Deep Reinforcement Learning

Humans excel at solving a wide variety of challenging problems, from low-level motor control through to high-level cognitive tasks. Deep Reinforcement learning (DRL) is an aspect of machine learning that leverages agents by taking actions in an environment to maximize the cumulative reward. DRL uses a paradigm of learning by trial-and-error, solely from rewards or punishments. DRL is one of three basic machine learning paradigms, along with supervised learning and unsupervised learning. DRL is focused on finding a balance between exploration (looking at uncharted territory) in combination with exploitation (existing knowledge). It uses the Markov decision process along with reinforcement learning

Figure 1: Markov Decision Process


Anaconda is a popular tool with data scientists to deploy AI and machine learning projects into production at scale. Anaconda contains packages in Python and R programming languages for scientific computing (data science, machine learning applications, large-scale data processing, predictive analytics, etc.),  while simplifying package management and deployment. The Anaconda distribution includes data-science packages suitable for Windows, Linux, and MacOS.

The Solution:

The goal of the solution is to showcase Virtualized Deep Reinforcement Learning leveraging Bitfusion to share NVIDIA GPUs. The components used in the solution include

  • Anaconda4 running on a Ubuntu 16.0.4 virtual machine
  • Bitfusion Flexdirect Client to access GPU resources over the network
  • Deep Q Learning code to create a trained model for playing Doom with PyTorch
  • CPU only machine to be used as for model deployment to run Doom before and after training the model as an exercise in inference

Package Setup:

The solution was run on a VMware Ubuntu VM. The components of the solution include:

  • Anaconda4 allows setting up of python environments that are isolated and have their own set of libraries (which could be python-based or based on other languages too)
  • VizdoomViZDoom allows developing AI bots that play Doom using only the visual information (the screen buffer). It is primarily intended for research in machine visual learning, and deep reinforcement learning, in particular.

ViZDoom is based on ZDoom to provide the game mechanics.

  • Pytorch is an open source machine learning framework that accelerates the path from research prototyping to production deployment.
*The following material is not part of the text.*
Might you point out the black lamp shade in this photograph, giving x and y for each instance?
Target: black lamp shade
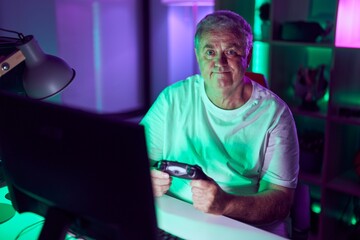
(45, 75)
Figure 2: Solution components

Training Setup

  • VMware VM running Ubuntu 16.0.4 run on-premises in the Santa Clara Datacenter
  • Training leveraged Bitfusion based access to GPU resources over the network within the same datacenter

Inference Setup

  • Inference in this case is a Game Player which plays a simple version of the game Doom and is run on a Windows lap-top
  • This lap-top uses just the CPU for playing the game Doom using the model generated in the training phase

Leveraging ViZDoom for Deep Reinforcement Learning:

ViZDoom will be used in the solution for AI bots that play Doom with the available visual information, represented by the screen buffer. ViZDoom is primarily intended for research in machine visual learning, and deep reinforcement learning, in particular. ViZDoom is based on ZDoom to provide the game mechanics.        ViZDoom API is reinforcement learning friendly and is suitable also for learning from demonstration, apprenticeship learning or apprenticeship via inverse reinforcement learning, etc.

Figure 3 Reinforcement learning agent shooting a monster in ViZDoom

Training Process:


Figure 4: Virtual infrastructure used for training

The training for ViZdoom was performed initially with the CPUs available in the virtual machine. The virtual machine used to train the model is shown.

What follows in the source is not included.